The jury had been selected, the bailiff had told everyone to turn off their cellphones and swallow their chewing gum, and a prosecutor turned to address the defendants.
"You are charged," intoned Jude Conroy, "with the murder of one million Irish peasants."
The jury was an English class from St. Joseph's Preparatory School; the prosecutors, local attorneys and law students taking a morning off; the charges, a better fit for the Hague than a City Hall courtroom.
But this weekend, the city is host to an international convention sponsored by the Irish government and focusing on the Great Famine of 1845. After the country's potato crop failed, a million Irish people died and another million left for abroad.
Hence Friday's mock trial, with Municipal Court Judge Patrick F. Dugan officiating and Prep students standing in for the jury and the defendants - the British government and its proxies in Ireland, which Britain then ruled.
The counts of the indictment: allowing landlords to squeeze rent out of suffering tenants, passing ineffective relief measures, and continuing to export grain even as millions starved.
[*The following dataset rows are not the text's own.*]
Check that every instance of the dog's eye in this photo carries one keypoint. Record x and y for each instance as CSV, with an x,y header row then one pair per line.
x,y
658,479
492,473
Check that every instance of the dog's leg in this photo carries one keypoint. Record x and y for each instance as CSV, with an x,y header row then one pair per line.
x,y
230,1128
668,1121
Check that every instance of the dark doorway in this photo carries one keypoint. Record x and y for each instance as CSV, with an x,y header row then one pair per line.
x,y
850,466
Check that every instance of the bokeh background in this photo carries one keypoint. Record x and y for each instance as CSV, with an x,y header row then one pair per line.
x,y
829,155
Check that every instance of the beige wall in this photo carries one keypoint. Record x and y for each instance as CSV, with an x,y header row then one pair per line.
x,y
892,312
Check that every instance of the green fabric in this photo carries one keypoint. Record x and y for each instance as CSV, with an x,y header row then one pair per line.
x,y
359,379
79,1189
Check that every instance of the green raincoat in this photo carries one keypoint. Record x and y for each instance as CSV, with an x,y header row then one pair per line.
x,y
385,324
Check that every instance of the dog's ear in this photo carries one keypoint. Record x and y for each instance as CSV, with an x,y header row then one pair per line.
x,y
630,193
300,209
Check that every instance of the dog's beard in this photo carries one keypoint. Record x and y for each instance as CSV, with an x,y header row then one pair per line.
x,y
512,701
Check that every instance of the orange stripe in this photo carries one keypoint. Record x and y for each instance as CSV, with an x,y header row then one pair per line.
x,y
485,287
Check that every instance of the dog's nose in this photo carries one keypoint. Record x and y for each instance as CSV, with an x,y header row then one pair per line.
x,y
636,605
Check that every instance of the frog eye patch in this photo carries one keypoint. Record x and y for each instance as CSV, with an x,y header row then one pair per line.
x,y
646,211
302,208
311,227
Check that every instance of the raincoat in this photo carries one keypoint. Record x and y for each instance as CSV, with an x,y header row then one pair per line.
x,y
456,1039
The political climate surrounding the famine, said James Murphy, the director emeritus of Villanova's Irish studies program, still resonates.
"There were arguments over subjects like immigration, prejudice, poverty, and hunger," he told the courtroom. "Sound familiar? "
The participants took their roles seriously.
"This is the greatest empire that ever existed in the world, and these allegations are ridiculous," spat out Michael Fenerty, a Center City lawyer defending the Crown.
"Hypocrisy!" the prosecutors crowed.
"There's a whole empire to feed," Fenerty countered.
The students in the jury box paid careful attention. Dugan explained to them the concept of reasonable doubt before they left the courtroom. They deliberated for about five minutes before returning with their verdict.
"Guilty on all counts," the foreman pronounced. The courtroom applauded.
Bob Gessler, vice president of the National Irish Memorial, which organized the event, said the mock trial was his first. He had borrowed a classroom exercise from a teacher in Oregon.
"I didn't have much of a knowledge of the potato famine," said Anthony Amato, 16, a junior, "and it'll be a good introduction to what we study this spring."
Next semester, the class will read a selection of Irish literature.
Dugan said that he was pleased with the verdict - as a Philadelphian of Irish descent, not as an officer of the court. He was careful to remind the jurors, as they filed out of the room to board school buses back to fifth period, that a real trial on the murder of a million civilians would have taken years.
"I just want to reiterate," he said, "that we cut a tremendous amount of corners today."
Fenerty packed up his bags in the corner of the room. An Irishman himself, he had nonetheless gotten into the act on behalf of the Brits.
"Once I started arguing," he said, "I wanted to win."